I'm using a lambswool wash mitt. Can't beat them, and not used one before I got the TT. Really does feel like you're pampering the paint with it, coupled with a decent wash (I used Megs Gold Class) the paint feels silky smooth afterwards.

MF wash mitt relegated to cleaning my bike&#8230;


----------



## DStill (Mar 2, 2007)

Thanks for all the useful advice. 

I've decided to go for the Meguiars lambswool mitt and the 5 towels for around £10 off Ebay. :wink:

Thanks for making this choice easy for me, does anyone fancy trying them out on my car, only joking, thanks again. :mrgreen:


----------



## Robtur (Jul 6, 2009)

Be careful with the Megs wash mitt, known to fall apart quite quickly 

I have had many different wash mitts, im currently using 2 different types on any details i perform, one from CarWashnWax quite check about £6 IIRC, Dodo Juice Wookie's Fist £20....been through a few cheaper ones, the Wookie Fist has lasted me very well.

Robert


----------



## dooka (Apr 28, 2006)

I've had and still got a few megs microfibre wash mitts, and have lasted me over 2 years, I do hear bad things about them, but I have never had a problem..


----------



## ahaydock (Sep 19, 2006)

TBH I'd stick with what you know but just buy new ones. Having tried loads of mitts and towels over the years I always come back to the Megs Lambswool and Sonus Der Wunder.

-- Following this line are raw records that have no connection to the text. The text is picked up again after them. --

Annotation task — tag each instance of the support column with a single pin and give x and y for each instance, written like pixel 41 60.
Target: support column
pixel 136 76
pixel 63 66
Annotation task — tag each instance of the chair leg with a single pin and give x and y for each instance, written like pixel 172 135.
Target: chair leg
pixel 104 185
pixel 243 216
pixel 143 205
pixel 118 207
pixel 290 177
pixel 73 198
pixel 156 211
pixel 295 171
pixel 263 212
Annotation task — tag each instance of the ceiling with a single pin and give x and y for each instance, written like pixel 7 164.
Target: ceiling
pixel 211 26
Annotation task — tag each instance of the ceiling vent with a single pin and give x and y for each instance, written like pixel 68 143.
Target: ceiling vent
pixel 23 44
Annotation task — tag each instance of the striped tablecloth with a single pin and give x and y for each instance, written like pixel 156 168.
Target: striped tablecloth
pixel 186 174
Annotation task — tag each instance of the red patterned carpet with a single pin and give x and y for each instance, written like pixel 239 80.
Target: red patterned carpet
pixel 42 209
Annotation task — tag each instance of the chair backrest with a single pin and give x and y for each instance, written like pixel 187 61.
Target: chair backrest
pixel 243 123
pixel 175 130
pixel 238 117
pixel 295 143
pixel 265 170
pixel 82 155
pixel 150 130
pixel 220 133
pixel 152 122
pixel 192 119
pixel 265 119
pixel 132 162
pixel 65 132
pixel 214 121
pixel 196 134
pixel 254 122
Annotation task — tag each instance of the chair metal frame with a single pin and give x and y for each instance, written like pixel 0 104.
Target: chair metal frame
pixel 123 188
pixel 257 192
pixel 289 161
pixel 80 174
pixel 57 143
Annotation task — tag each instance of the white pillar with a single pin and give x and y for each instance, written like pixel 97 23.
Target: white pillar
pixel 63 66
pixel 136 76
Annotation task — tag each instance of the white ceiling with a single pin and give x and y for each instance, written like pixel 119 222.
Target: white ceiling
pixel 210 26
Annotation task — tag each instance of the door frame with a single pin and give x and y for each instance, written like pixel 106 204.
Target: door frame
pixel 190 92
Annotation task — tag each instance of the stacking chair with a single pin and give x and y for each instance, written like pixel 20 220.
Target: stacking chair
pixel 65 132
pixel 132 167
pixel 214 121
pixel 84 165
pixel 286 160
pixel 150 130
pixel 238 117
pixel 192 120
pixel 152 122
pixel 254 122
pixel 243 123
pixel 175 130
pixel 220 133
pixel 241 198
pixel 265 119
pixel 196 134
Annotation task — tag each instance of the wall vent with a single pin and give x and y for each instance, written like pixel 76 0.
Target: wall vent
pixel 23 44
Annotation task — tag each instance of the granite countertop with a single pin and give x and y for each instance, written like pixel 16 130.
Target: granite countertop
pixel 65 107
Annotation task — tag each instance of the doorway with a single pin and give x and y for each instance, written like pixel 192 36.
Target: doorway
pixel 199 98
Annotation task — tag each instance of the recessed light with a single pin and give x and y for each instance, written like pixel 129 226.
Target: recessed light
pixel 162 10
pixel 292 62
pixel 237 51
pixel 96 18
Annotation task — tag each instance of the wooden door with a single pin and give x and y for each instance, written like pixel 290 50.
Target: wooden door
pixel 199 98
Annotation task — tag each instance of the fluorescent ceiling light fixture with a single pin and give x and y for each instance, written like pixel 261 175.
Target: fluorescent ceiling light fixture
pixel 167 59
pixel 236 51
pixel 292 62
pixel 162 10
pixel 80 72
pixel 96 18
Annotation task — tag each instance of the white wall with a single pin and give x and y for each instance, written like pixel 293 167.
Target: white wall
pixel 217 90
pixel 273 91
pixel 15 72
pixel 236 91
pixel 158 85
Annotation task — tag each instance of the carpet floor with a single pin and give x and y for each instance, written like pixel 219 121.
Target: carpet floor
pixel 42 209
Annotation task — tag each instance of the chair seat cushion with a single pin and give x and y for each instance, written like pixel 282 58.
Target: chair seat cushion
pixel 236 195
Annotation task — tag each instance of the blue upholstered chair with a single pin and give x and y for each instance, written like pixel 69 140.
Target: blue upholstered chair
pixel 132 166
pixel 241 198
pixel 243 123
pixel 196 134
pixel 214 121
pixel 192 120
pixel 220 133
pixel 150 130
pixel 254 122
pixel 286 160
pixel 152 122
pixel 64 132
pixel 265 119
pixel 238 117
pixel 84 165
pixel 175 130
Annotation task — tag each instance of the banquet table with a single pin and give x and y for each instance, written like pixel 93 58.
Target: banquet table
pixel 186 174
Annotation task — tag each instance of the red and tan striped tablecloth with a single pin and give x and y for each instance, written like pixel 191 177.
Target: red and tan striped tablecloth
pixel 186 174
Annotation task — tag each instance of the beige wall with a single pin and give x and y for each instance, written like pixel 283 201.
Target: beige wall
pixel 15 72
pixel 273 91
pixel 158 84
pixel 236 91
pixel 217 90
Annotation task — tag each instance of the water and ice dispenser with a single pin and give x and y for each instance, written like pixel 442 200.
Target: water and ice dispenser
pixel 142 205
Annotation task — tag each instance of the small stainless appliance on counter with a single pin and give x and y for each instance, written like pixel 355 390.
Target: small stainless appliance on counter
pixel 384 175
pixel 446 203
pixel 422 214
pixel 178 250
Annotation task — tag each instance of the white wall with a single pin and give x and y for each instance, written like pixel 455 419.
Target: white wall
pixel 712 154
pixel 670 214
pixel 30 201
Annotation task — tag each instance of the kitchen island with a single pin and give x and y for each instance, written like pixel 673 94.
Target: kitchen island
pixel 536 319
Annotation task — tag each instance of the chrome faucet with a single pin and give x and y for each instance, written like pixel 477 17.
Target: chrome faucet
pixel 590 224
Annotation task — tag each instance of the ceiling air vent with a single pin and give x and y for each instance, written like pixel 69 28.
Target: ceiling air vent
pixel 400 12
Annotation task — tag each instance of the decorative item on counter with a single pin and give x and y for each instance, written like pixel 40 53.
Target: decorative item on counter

I do find the Sonus requires a wash every so often to keep it performing well.

The Dodo Wookies Mitt is very good, but big and holds lots of water. The CG Ultimate Drying towel is OK, but I prefer Waffle Weave over these. The Eurow one is very good and in fact I have been using the Planet Polish drying towel recently and that had impressed me a lot. I need to use it a bit more but it may over take the Sonus IMO, but I just want to check for any micro-marring it may leave.

HTHs.


----------